Today we flew from Cape Town to the Hoedspruit Airport, which is at the edge of Kruger National Park. We are staying at a private game reserve that is adjacent to and open to Kruger, meaning it has an unfenced border with the national park. By staying in the private reserve we have nicer accommodations and service, along with private guides.
We arrived at the reserve at 2 pm and had our first safari at 3:30, so basically had time to get checked in check out our “tent.” By tent, I mean glamping on steroids. Huge space, our own pool, claw tooth tub and a big shower, double vanity…seriously, we are not roughing it.
Anyways, we hit the ground running, as it were, sunscreened and bug sprayed. This area is grassy with dense underbrush, so it is not easy to see animals. It is winter here, so some of the trees have lost their leaves, but the challenge remains. Also, many of the larger animals are spread out. We still managed to see quite a bit this first afternoon/evening.
There are impala everywhere. They are like antelope and stay in groups for safety. They form harem groups with a single male and large groups of females, so you also find groups of males that have no harems.
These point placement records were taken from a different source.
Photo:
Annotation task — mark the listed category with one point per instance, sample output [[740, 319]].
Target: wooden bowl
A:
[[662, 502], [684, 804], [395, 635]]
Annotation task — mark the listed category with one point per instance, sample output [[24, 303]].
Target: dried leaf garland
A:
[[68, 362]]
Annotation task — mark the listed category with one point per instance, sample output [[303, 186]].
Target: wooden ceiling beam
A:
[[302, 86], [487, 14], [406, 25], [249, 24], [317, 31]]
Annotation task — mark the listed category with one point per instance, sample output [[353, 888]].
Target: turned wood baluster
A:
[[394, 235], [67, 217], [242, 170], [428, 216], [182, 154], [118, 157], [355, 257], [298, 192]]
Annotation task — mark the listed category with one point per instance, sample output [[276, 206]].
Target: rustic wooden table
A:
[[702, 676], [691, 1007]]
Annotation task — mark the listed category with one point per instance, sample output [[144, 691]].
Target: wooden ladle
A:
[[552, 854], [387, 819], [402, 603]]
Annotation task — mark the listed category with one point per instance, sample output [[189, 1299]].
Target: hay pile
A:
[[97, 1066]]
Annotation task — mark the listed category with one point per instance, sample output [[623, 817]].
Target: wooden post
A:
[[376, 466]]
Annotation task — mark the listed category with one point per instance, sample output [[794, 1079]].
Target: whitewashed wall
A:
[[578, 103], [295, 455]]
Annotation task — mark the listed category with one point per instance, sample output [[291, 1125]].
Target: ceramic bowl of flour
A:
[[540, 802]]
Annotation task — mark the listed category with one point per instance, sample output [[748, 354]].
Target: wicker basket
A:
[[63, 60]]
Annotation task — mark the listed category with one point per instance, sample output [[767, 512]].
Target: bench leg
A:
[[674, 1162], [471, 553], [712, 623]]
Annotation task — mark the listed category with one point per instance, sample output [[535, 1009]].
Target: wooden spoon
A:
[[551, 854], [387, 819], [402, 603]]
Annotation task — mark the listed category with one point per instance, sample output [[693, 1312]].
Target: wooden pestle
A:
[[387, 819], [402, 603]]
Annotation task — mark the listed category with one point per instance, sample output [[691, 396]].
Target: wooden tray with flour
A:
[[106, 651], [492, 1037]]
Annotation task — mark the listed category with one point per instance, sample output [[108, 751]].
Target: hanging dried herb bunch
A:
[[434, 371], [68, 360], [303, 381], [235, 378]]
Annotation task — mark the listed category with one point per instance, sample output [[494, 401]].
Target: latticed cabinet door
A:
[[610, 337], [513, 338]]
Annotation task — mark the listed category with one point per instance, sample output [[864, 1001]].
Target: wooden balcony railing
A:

We came across a bull African bush elephant. He was busy snacking around a tree. These are the largest land mammals and they are quite impressive.


We saw both a southern yellow-billed hornbill and a southern red-billed hornbill. The yellow-billed hornbills are all over the place and a pretty cute. They feed on the ground, so they are often hopping around.


A tawny eagle landed close enough for pictures with the telephoto. These have a breeding range that goes all the way up to India.

A steenbok attempted to hide from us in the grasses. These are 16-24 inch tall deer-like animals. If hiding in the grasses does not work, they run in a zig-zag pattern to avoid predators.


A magpie shrike was kind enough to pose long enough for me to take a picture. These perch up high to search for food.

Our huge find of the day was a group of southern white rhinoceros. Groups of rhinos are called crashes. White rhinos were endangered, but have largely recovered. They are continually threatened by poachers. The rhinos at this reserve are de-horned to discourage poachers, since that is usually what they are killed for. A couple in this group we saw had not been de-horned yet.






In the dark we found an African civet. This is a small mammal with a masked face, like a raccoon. It is nocturnal and carnivorous.

We saw multiple other things that I did not get good (or any) pictures of, such as a vervet monkey, zebra, crested barbet, and a crested francolin.
We ended the day with an elephant road block on the way back to the lodge for dinner.